Empirical treatment with acid-reducing or prokintic drugs for all patients with dyspepsia is considered to be inappropriate as peptic ulcer disease will be inadequately treated (i.e. Helicobacter pylori will not be eradicated)(74).

Eradication of Helicobacter pylori in dyspeptic patients is considered preferable to other empirical treatment if prompt endoscopy is not an option.

In conference of the American Digestive Health Initiative, Peura reported that based on available data, the panel concluded that testing for and treating Helicobacter pylori infection has not been adequately investigated in terms of effectiveness, symptom relief, patient's satisfaction and cost (75). It was advised that patients older than 50 years of age with previously uninvestigated dyspepsia and patients at any age with alarm symptoms should be referred for further investigation. In patients younger than 50 years of age, the clinician should consider either testing for Helicobacter pylori or performing endoscopy; the decision should be assessed on a case by case basis.

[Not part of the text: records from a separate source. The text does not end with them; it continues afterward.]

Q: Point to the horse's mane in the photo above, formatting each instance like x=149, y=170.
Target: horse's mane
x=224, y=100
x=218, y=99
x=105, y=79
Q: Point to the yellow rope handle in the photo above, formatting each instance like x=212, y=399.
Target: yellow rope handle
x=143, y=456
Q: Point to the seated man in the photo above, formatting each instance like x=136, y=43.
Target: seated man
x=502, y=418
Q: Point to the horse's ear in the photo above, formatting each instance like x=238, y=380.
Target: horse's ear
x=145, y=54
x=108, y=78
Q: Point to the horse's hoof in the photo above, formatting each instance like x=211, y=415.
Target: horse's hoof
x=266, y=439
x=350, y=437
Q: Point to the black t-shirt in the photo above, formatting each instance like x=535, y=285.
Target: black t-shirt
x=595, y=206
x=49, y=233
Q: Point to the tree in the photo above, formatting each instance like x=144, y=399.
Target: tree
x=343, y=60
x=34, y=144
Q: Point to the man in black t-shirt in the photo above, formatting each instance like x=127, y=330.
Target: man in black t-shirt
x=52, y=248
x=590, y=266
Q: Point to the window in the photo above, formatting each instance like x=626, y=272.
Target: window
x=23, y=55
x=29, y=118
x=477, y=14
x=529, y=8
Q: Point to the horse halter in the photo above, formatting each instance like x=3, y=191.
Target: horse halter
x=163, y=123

Asante et al proposed as a cost-effective approach, to prescribe empirical eradication therapy to men aged under 45 years without alarm symptoms if they either smoke heavily and/or have a positive family history of peptic ulcer (76). Endoscopy, as he advised, should be performed only in those less likely to have peptic ulcer or those whose symptoms fail to resolve after empirical therapy. But as many clinicians criticized, the family history of peptic ulcer disease is unreliable and the strategy is quite complicated for the general practice.

The message from recent studies is clear. If Helicobacter pylori does cause symptoms in confirmed functional dyspepsia, it does so in a very small proportion of patients.

Treatment for patients with functional dyspepsia

Long last inflammation of the gastric mucosa associated with present Helicobacter pylori infection can possible be complicated with more serious conditions like gastric cancer and MALT lymphoma. Therefore, intention to test for Helicobacter pylori in patients with functional dyspepsia should proceed with eradication treatment. This would not only be beneficial in terms of symptom improvement (19-46%), but would also prevent more serious conditions.

At last but not the least, results from morphological studies on topographic distribution of Helicobacter pylori associated gastritis would help clinicians making their decision.